“Toscana nedir? Neresidir? Nerede başlar, nerede biter? Ne yenir? Ne içilir?” gibi yüzlerce soru sorulur. Peki bu soruların yanıtı nedir? Ben bir turizmci olarak, bu sorulara tek bir yanıt vereyim.
Öncelikle Toscana doğanın yaşayan tablosudur. Burada amaç bu tablolara bakıp incelemek değil, tablonun içine girip, doğayı yaşamaktır. Onun için Toscana turu yaparken, tablo yapar gibi bir planlama gerekir. Koyacağınız her renk, her detay en ince ayrıntısına kadar doğru seçilip, doğru yere konmalıdır. Yapacağınız en küçük hata, tablonun bütünlüğünü bozabilir.

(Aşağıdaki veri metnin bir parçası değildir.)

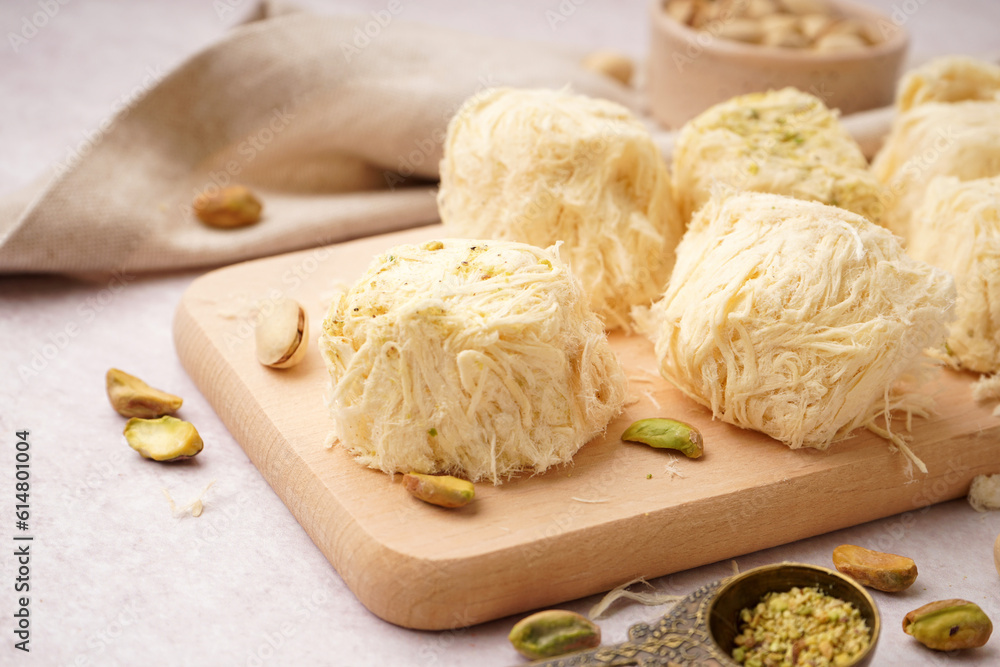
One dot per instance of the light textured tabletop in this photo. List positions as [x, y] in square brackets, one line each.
[115, 578]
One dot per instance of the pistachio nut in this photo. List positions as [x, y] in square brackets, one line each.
[947, 625]
[282, 334]
[553, 632]
[163, 439]
[131, 397]
[881, 571]
[227, 208]
[666, 434]
[443, 490]
[612, 64]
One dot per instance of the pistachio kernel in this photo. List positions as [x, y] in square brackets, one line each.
[131, 397]
[666, 434]
[227, 208]
[442, 490]
[163, 439]
[947, 625]
[553, 632]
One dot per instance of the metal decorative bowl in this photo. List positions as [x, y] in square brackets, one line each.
[746, 590]
[700, 629]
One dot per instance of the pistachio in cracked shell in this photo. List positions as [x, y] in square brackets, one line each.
[282, 334]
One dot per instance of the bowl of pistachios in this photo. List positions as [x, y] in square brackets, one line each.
[794, 613]
[703, 52]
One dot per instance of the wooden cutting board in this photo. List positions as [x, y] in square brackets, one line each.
[615, 513]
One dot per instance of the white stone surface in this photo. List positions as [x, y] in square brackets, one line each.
[115, 578]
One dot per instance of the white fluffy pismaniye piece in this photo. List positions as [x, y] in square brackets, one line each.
[947, 124]
[957, 228]
[797, 319]
[784, 142]
[541, 166]
[475, 358]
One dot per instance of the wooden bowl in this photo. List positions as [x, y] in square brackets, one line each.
[691, 70]
[746, 589]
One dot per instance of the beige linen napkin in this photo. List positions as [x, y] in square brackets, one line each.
[336, 123]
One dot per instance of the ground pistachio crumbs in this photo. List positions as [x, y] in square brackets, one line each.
[803, 626]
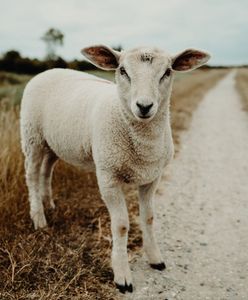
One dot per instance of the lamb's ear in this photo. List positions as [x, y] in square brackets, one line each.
[189, 59]
[103, 57]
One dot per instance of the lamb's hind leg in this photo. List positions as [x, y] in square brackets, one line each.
[49, 159]
[33, 164]
[146, 193]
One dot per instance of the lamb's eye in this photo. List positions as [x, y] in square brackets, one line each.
[123, 72]
[166, 74]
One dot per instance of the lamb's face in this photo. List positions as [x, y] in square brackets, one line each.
[144, 75]
[144, 78]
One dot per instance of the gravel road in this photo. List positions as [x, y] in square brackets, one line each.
[202, 208]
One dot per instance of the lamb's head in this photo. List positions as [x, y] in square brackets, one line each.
[144, 76]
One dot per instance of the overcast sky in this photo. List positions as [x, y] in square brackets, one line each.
[218, 26]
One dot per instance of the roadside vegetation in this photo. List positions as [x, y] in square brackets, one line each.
[242, 86]
[70, 258]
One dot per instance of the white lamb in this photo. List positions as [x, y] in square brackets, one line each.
[120, 130]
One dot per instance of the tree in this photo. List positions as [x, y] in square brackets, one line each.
[53, 38]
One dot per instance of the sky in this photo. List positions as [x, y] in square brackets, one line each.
[217, 26]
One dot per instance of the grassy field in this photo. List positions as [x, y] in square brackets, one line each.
[70, 258]
[242, 85]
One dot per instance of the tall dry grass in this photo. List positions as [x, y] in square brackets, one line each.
[70, 258]
[242, 86]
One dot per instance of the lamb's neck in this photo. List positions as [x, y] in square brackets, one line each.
[156, 129]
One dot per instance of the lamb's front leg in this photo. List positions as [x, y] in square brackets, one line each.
[146, 194]
[115, 202]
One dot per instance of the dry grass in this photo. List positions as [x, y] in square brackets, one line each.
[69, 259]
[242, 86]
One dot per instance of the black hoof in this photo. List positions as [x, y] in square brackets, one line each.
[124, 288]
[160, 266]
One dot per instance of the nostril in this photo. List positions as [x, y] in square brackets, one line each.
[144, 109]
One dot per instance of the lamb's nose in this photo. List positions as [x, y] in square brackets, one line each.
[144, 109]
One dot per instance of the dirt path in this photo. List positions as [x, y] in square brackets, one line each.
[202, 209]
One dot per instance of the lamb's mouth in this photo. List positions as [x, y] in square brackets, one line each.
[144, 118]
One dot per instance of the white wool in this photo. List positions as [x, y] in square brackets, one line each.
[92, 123]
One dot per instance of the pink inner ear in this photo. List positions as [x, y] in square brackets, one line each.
[102, 56]
[187, 60]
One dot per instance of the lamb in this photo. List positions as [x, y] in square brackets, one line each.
[121, 131]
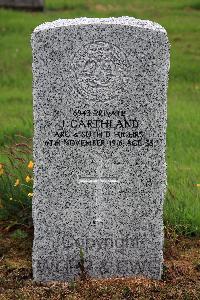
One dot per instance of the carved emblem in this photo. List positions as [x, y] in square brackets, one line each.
[100, 71]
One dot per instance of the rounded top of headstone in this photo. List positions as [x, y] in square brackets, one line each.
[123, 21]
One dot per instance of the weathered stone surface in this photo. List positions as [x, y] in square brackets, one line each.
[25, 4]
[99, 89]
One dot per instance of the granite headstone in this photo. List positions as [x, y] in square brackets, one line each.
[99, 93]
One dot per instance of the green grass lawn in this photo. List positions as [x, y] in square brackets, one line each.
[181, 20]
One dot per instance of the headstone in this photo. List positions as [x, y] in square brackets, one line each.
[100, 90]
[23, 4]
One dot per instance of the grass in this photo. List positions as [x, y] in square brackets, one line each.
[181, 277]
[181, 20]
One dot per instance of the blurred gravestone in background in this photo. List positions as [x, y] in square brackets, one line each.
[23, 4]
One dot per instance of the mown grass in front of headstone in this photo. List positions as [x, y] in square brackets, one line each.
[16, 182]
[181, 19]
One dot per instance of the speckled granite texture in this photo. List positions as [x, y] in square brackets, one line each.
[99, 93]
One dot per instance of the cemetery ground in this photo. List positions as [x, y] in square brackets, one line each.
[182, 206]
[181, 277]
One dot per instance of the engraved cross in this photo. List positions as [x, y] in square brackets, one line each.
[99, 180]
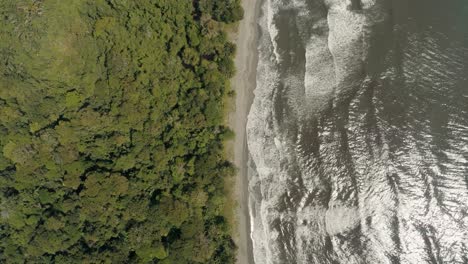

Önce çok iyi bir güzergah çizmek zorundasınız. Bölge olarak kolay bir bölge değildir. Hele ulaşım, kısa mesafe olarak görünse de planlama gerçekten zordur. Onun için bu mesafelerde yerine göre bir anlatım, dinleti, dinlenme ve şekerlemeler ile güzel bir kompozisyon yaratmalısınız. Gezilip görülecek yerler, kalınacak oteller sizin ana temanız olmalıdır. Yenilen yemekler, değişik tatlar, şarap tadımları, sizin katacağınız renklerdir. Seçtiğiniz renkleri öyle kullanın ki, tablonuza bakınca her şey uyum içinde olsun. Misafirler katıldıkları tura baktıkları zaman, tablonuzun bütün ihtişamını görmelidir.
Tablonuzu bitirdiğinizde misafirlerinizi tablonuza yerleştirip, o kompozisyonu, renkleri en ince detayına kadar yaşatmalısınız ki o tablo gönüllerine bir daha inmemek üzere asılsın.